Generally speaking, private law is the area of law in a society that affects the relationships between individuals
or groups without the intervention of the state or government. In many cases the public/private law distinction is confounded by laws that regulate private relations while having been passed by legislative enactment. In some cases these public statutes are known as laws of public order, as private individuals do not have the right to break them and any attempt to circumvent such laws is void as against public policy.
Areas of public law
- Constitutional law deals with the relationship between the state and individual, and the relationships between different branches of the state, such as the executive, the legislative and the judiciary. In most legal systems, these relationships are specified within a written constitutional document. However, in the United Kingdom of Great Britain and Northern Ireland (UK), due to historical and political reasons there does not exist one supreme, entrenched written document. The U.K has an unwritten constitution- the constitution of this state is usually found in statutes, such as the Magna Carta, the Petition of Right, the Bill of Rights, The Act of Settlement 1700 and the Parliament Act 1911 and Parliament Act 1949. The constitution is also found in case-law, such as the historical decision in Entick v. Carrington. Due to the lack of a written constitution, the idea of the legislative supremacy of Parliament and the rule of law play an important role in the. Despite all this, in reality, much of the constitution is a political phenomenon, rather than a legal one.
- Administrative law refers to the body of law which regulates bureaucratic managerial procedures and is administered by the executive branch of a government and to the body of law that defines the powers of administrative agencies; rather than the judicial or legislative branches (if they are different in that particular jurisdiction). This body of law regulates international trade, manufacturing, pollution, taxation, and the like. This is sometimes seen as a subcategory of Civil law and sometimes seen as public law as it deals with regulation and public institutions.
- Criminal law involves the state imposing sanctions for crimes committed by individuals so that society can achieve justice and a peaceable social order. This differs from Civil law in that civil actions are disputes between two parties that are not of significant public concern.
Constitutional law is the study of foundational or basic laws of nation states and other political organizations. Constitutions are the framework for government and may limit or define the authority and procedure of political bodies to execute new laws and regulations.
Types of constitution
Not all nation states have codified constitutions, though all such states have a jus commune, or law of the land, that may consist of a variety of imperative and consensual rules. These may include customary law, conventions, statutory law, judge made law or international rules and norms. A common error is to refer to countries, for instance, the United Kingdom, as having an "unwritten constitution". In fact, the "constitution" is written in a vast body of books, statutes and law reports, instead of being codified into a single document, such as the Grundgesetz or the U.S. Constitution. On the other hand, some communities may lack any constitution at all, because of the complete absence of law and order. These are referred to as failed nation states or anarchies.

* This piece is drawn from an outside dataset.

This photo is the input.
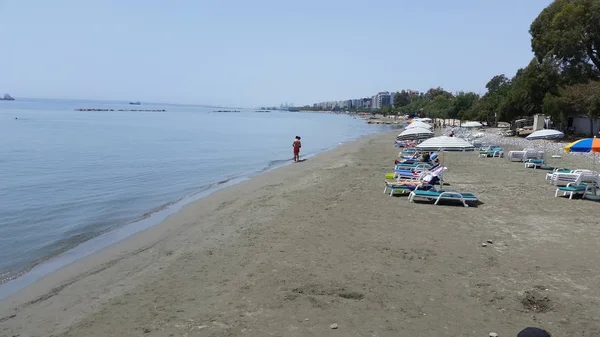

Constitutional laws may often be considered second order rulemaking or rules about making rules to exercise power. It governs the relationships between the judiciary, the legislature and the executive with the bodies under its authority. One of the key tasks of constitutions within this context is to indicate hierarchies and relationships of power. For example, in a unitary state, the constitution will vest ultimate authority in one central administration and legislature, and judiciary, though there is often a delegation of power or authority to local or municipal authorities. When a constitution establishes a federal state, it will identify the several levels of government coexisting with exclusive or shared areas of jurisdiction over lawmaking, application and enforcement.
Administrative law (or regulatory law) is the body of law that arises from the activities of administrative agencies of government. Government agency action can include rulemaking, adjudication, or the enforcement of a specific regulatory agenda. Administrative law is considered a branch of public law. As a body of law, administrative law deals with the decision-making of administrative units of government (e.g., tribunals, boards or commissions) that are part of a national regulatory scheme in such areas as international trade, manufacturing, the environment, taxation, broadcasting, immigration and transport. Administrative law expanded greatly during the twentieth century, as legislative bodies world-wide created more government agencies to regulate the increasingly complex social, economic and political spheres of human interaction.